Home Nasional MRP Serahkan 12 Keputusan Kultural Perlindungan Orang Asli Papua ke Menko Polhukam

MRP Serahkan 12 Keputusan Kultural Perlindungan Orang Asli Papua ke Menko Polhukam

Jakarta, Gatra.com – Menteri Koordinator Bidang Politik, Hukum, dan Keamanan (Menko Polhukam) Mahfud MD menyambut baik gagasan dan upaya Majelis Rakyat Papua (MRP) yang menerbitkan sejumlah keputusan kultural terkait perlindungan Orang Asli Papua (OAP).

Sebanyak 12 keputusan tersebut di antaranya mengatur larangan pemberian gelar adat, larangan jual beli tanah ulayat Papua, moratorium izin pengelolaan sumber daya alam, penghentian kekerasan dan diskriminasi oleh aparat, hingga perlindungan perempuan dan anak asli Papua di wilayah konflik bersenjata, khususnya di Kabupaten Nduga, Kabupaten Puncak, dan Kabupaten Intan Jaya, Provinsi Papua.

“Secara umum, semua keputusan kultural MRP bisa diolah sebagai bahan pertimbangan Pemerintah dalam membuat kebijakan terkait perlindungan orang asli Papua. Usul tim penanganan pengungsi juga saya akan pertimbangkan. Saya minta Deputi I agendakan di rapat kerja kami berikut,” kata Mahfud saat menerima MRP di Aula Nakula, Kantor Kemenko Polhukam, Jakarta pada Jumat (5/8).

Dalam pertemuan tersebut, Mahfud didampingi oleh para pejabat teras Kemenko Polhukam. Mereka di antaranya, Sekretaris Kementerian Koordinator Polhukam Letnan Jenderal (TNI) Mulyo Aji, Deputi I Bidang Koordinasi Politik Dalam Negeri dan Deputi II Bidang Koordinasi Politik Luar Negeri Rina Prihtyasmiarsi Sumarno.

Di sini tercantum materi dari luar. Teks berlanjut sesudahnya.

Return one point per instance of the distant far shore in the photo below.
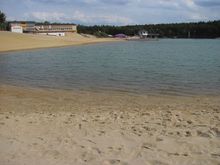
(17, 42)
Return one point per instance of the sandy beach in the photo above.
(16, 41)
(47, 127)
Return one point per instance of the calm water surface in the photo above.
(182, 67)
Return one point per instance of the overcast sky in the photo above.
(112, 12)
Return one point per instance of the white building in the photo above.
(16, 28)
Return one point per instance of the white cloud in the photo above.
(118, 12)
(46, 16)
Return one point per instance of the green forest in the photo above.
(209, 29)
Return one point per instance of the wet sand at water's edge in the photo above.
(47, 127)
(16, 41)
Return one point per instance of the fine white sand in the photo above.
(17, 41)
(47, 127)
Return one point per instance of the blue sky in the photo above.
(112, 12)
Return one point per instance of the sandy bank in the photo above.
(15, 41)
(46, 127)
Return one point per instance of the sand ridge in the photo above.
(16, 41)
(40, 126)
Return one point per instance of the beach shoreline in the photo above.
(107, 127)
(11, 42)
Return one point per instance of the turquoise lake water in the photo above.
(167, 66)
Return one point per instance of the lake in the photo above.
(167, 66)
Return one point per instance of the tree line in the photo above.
(209, 29)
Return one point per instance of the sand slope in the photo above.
(15, 41)
(47, 127)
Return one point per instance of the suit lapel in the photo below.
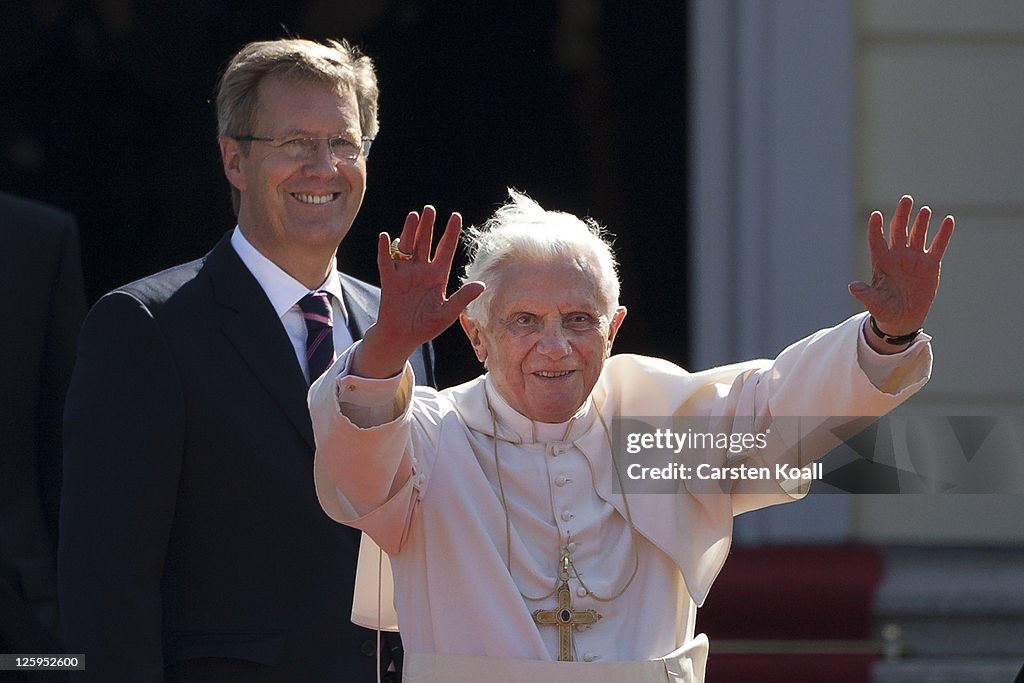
(254, 329)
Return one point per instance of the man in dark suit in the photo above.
(42, 307)
(193, 546)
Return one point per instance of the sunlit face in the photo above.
(547, 338)
(296, 209)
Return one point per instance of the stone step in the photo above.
(966, 670)
(949, 602)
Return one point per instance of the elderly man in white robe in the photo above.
(516, 553)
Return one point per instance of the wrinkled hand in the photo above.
(904, 272)
(414, 307)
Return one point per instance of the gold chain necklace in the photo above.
(566, 562)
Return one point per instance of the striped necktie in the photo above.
(320, 332)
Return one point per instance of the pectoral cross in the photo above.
(564, 616)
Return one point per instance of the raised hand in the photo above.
(904, 272)
(414, 306)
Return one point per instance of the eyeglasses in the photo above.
(302, 148)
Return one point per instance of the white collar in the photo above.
(517, 428)
(283, 290)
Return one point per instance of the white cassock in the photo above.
(416, 470)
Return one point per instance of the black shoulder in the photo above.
(159, 287)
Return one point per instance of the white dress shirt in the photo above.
(285, 293)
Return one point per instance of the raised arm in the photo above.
(414, 306)
(904, 273)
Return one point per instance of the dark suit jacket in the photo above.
(42, 303)
(192, 537)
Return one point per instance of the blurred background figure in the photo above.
(42, 304)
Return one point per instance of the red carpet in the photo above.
(803, 593)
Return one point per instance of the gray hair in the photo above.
(337, 65)
(521, 229)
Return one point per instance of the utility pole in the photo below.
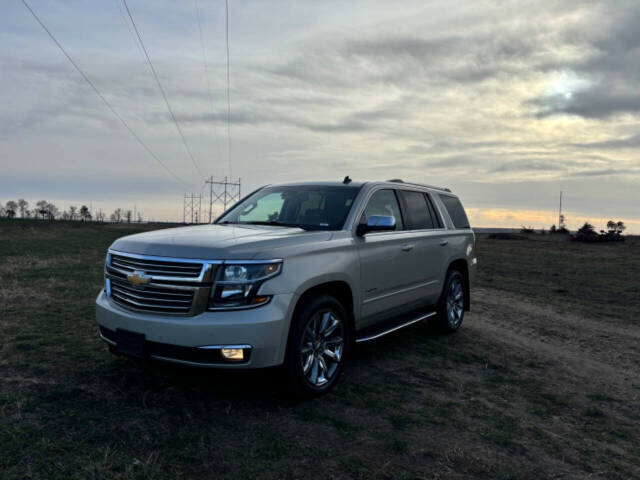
(560, 212)
(191, 207)
(225, 192)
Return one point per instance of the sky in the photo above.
(505, 102)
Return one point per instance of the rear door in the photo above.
(425, 231)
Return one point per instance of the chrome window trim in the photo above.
(219, 347)
(164, 259)
(251, 262)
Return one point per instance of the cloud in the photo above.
(612, 66)
(524, 98)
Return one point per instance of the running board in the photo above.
(380, 330)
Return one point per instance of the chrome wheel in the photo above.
(455, 303)
(322, 347)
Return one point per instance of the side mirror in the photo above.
(377, 223)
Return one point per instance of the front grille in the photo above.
(156, 268)
(151, 298)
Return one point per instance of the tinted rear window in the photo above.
(437, 221)
(456, 212)
(417, 211)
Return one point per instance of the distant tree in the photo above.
(52, 211)
(42, 208)
(116, 216)
(11, 208)
(84, 213)
(586, 229)
(22, 206)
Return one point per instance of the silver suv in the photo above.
(293, 275)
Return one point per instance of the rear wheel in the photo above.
(318, 344)
(451, 306)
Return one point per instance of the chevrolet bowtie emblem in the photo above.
(138, 278)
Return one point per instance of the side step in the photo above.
(381, 329)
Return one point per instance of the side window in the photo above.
(455, 210)
(417, 210)
(384, 202)
(437, 221)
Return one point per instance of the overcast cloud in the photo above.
(506, 102)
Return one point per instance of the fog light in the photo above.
(233, 354)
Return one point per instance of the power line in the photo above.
(95, 89)
(208, 79)
(164, 95)
(226, 3)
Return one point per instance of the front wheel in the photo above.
(317, 347)
(451, 305)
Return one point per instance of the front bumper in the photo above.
(264, 329)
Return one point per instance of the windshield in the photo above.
(311, 207)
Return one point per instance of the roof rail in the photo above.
(397, 180)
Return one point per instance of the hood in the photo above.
(218, 242)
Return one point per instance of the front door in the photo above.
(386, 260)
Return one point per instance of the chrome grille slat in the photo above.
(153, 291)
(153, 271)
(176, 287)
(148, 306)
(154, 266)
(164, 302)
(165, 268)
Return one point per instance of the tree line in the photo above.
(48, 211)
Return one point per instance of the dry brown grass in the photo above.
(537, 384)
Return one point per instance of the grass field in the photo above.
(542, 380)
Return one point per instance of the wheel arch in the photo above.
(462, 266)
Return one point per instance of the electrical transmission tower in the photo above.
(191, 208)
(225, 193)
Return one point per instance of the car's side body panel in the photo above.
(387, 274)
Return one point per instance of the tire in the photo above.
(452, 303)
(319, 343)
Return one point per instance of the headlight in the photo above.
(237, 284)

Sebelumnya, Ketua MRP Timotius Murib menyampaikan, masyarakat asli Papua terus mengalami praktik diskriminasi dan kekerasan aparat dalam proses penegakan hukum maupun pemeliharaan keamanan. Sebagian masyarakat asli Papua masih berada di lokasi-lokasi pengungsian.

Karena itu, MRP mengharapkan Pemerintah dapat membentuk tim perlindungan pengungsi Papua dan mengakselerasikan proses perundingan damai Papua. Dalam pertemuan itu Timotius didampingi Wakil Ketua MRP Yoel Mulait, Koordinator Tim Kerja Otsus MRP Benny Sweny, dan sejumlah staff.

Pada kesempatan yang sama, Direktur Amnesty International Indonesia Usman Hamid menjelaskan alasan perlunya tim penanganan pengungsi di Papua. “Tim ini bertugas seperti misi pencari fakta. Tetapi bukan untuk mencari tahu siapa yang salah. Melainkan untuk mengidentifikasi apa saja kebutuhan pengungsi agar mereka bisa pulang dengan aman,” kata Usman.

Usman juga mendukung inisiatif Komnas HAM dan Pemerintah pusat yang tengah aktif menjajaki proses perundingan damai sebagai penyelesaian konflik Papua.

Selain Usman, hadir pula delegasi Amnesty International Indonesia, antara lain Deputi Direktur Amnesty International Indonesia Wirya Adiwena dan Media Officer Amnesty International Indonesia Karina Tehusijarana.

MRP dan Amnesty mendukung peran Menko Polhukam dalam penjajakan perundingan damai yang juga tengah diupayakan oleh Komisi Nasional Hak Asasi Manusia (Komnas HAM). Penjajakan perundingan damai diharapkan terus berjalan untuk menciptakan suasana yang kondusif bagi keamanan dan perlindungan HAM warga sipil di Papua.

Menko Polhukam mengatakan, pihaknya menerima dengan baik masukan dari MRP dan Amnesty dan bertekad untuk menindaklanjutinya. Khusus penanganan pengungsi, Mahfud mengharapkan adanya masukan berupa data-data keberadaan pengungsi yang ada di Papua.

Merujuk Prinsip-Prinsip tentang Pengungsi Internal dari Kantor Komisioner Tinggi untuk Hak Asasi Manusia (OHCHR), pemerintah bertanggung jawab memberikan perlindungan dan bantuan kemanusiaan kepada semua pengungsi internal yang berada dalam wilayahnya. Pengungsi internal yang tidak atau sudah berhenti berpartisipasi dalam pertempuran juga tidak boleh diserang dalam situasi apa pun.